You can see we return back and print equal and exit the program. We don’t need to step through the print_str function, but I will copy it below so you can run through the program yourself and test different outputs. Change the strings to something different and look at what happens when the bytes are not equal, what does the zflag show?
print_str:
# Print a string to STDOUT = 1
# %rdi holds the address of the string
#
# We need to find the length of the string first and then print using
# syscall __NR_write (sys_write)
push %rcx
push %rax
push %rdx
xor %rcx, %rcx
.L_strlen:
movb (%rdi, %rcx), %al
test %al, %al
jz .L_write
inc %rcx
jmp .L_strlen
.L_write:
# At this point %rcx holds the length of the null terminated string
mov %rcx, %rdx
mov %rdi, %rsi
mov $STDOUT, %rdi
mov $__NR_write, %rax
syscall
pop %rdx
pop %rax
pop %rcx
ret
A note about the print_str function is that you don’t have to worry about passing in the length, as the first thing we do is utilize gas’s (base, index) addressing to look for the null byte and keep count of the bytes in %rcx.

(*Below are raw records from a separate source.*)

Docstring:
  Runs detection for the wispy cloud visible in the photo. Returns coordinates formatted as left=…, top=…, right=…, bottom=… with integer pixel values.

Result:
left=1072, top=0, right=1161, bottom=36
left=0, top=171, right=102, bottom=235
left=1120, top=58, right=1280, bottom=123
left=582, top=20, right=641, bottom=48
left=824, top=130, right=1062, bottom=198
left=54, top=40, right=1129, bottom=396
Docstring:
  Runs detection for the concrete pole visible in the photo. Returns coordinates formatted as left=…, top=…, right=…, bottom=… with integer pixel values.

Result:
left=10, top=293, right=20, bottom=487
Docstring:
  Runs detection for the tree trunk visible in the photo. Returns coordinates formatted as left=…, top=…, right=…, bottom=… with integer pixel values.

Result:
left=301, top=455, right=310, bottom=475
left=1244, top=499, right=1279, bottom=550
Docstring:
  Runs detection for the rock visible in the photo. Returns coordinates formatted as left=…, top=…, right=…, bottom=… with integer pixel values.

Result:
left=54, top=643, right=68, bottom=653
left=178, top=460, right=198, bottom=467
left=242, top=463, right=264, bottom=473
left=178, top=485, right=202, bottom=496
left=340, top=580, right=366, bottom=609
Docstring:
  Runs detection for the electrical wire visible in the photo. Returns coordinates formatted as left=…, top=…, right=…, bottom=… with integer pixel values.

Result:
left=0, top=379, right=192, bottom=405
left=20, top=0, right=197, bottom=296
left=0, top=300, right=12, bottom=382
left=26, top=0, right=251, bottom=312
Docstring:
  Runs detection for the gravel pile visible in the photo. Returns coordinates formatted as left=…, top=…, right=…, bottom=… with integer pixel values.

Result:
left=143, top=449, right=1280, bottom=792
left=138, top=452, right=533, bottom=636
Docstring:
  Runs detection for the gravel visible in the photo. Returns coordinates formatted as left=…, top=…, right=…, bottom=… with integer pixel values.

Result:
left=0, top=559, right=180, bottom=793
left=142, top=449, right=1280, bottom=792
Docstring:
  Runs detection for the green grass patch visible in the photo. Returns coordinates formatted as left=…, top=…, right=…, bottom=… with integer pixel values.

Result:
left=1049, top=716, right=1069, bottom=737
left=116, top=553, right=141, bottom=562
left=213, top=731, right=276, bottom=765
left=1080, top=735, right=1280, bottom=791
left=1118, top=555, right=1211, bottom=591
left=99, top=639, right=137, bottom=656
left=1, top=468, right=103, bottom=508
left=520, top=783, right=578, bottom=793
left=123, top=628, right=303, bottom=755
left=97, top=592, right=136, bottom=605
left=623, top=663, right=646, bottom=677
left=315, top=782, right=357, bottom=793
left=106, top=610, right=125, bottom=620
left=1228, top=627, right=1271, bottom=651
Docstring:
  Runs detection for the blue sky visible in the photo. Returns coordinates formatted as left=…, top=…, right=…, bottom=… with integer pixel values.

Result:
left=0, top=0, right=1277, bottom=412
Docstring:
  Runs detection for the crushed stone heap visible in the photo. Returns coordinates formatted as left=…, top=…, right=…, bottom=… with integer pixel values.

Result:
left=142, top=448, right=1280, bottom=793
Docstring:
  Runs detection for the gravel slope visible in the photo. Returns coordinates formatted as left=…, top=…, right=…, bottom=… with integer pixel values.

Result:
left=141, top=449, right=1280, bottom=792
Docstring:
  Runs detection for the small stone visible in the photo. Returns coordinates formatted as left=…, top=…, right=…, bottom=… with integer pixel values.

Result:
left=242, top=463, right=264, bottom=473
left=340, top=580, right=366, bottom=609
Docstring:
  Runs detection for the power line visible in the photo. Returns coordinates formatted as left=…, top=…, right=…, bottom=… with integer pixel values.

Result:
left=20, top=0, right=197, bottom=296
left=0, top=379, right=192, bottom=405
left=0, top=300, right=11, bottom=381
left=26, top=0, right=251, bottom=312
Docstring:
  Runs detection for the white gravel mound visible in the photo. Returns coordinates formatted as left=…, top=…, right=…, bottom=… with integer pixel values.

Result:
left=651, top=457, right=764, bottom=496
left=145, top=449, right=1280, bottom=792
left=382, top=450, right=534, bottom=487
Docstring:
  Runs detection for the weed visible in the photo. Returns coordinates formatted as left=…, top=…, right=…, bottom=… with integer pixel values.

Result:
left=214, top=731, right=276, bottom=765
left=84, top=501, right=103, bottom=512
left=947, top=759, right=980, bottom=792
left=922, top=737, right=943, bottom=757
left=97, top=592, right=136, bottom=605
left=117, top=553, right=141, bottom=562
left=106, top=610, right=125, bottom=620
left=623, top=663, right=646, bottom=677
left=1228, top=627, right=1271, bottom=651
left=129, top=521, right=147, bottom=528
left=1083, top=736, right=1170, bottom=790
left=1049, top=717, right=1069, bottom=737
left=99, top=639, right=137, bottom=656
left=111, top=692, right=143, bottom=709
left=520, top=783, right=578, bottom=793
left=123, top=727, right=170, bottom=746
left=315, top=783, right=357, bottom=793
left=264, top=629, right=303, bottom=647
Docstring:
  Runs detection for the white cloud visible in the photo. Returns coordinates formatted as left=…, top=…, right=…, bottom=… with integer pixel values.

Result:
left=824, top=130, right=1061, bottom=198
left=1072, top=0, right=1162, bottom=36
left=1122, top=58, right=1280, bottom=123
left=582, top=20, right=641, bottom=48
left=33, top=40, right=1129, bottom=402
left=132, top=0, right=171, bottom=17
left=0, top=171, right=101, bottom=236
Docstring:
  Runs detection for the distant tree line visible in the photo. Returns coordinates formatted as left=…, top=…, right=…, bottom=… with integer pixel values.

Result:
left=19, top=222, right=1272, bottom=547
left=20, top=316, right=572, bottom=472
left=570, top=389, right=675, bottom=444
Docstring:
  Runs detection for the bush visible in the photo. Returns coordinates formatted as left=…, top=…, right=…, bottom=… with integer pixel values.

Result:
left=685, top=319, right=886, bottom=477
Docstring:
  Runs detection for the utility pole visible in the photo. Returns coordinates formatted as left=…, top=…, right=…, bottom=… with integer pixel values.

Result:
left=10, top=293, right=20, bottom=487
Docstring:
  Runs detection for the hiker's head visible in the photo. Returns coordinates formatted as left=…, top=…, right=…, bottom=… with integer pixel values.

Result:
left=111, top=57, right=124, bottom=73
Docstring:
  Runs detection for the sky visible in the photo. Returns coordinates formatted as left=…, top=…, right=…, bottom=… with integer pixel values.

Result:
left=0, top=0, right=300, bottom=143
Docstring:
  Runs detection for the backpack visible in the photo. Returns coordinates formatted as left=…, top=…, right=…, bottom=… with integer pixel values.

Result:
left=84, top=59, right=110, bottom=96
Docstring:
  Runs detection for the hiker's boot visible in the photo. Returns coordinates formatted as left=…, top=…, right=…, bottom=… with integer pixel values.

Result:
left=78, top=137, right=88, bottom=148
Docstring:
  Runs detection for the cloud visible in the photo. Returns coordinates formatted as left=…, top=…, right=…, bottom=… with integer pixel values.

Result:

AT&T Syntax: DISP(BASE, INDEX * SCALE)
This is how it works, our base is the address of the string we are printing and the index starts at 0 which is %rcx. So if %rcx is 2 and we are using the world “hello” and we use movb (move byte) we index into “hello” at the first “l” and move that byte into %al and compare it to 0. We do that same process incrementing %rcx through the whole string until %al is 0 and %rcx will have the length of our string. Then we pass %rcx to __NR_write to output the string.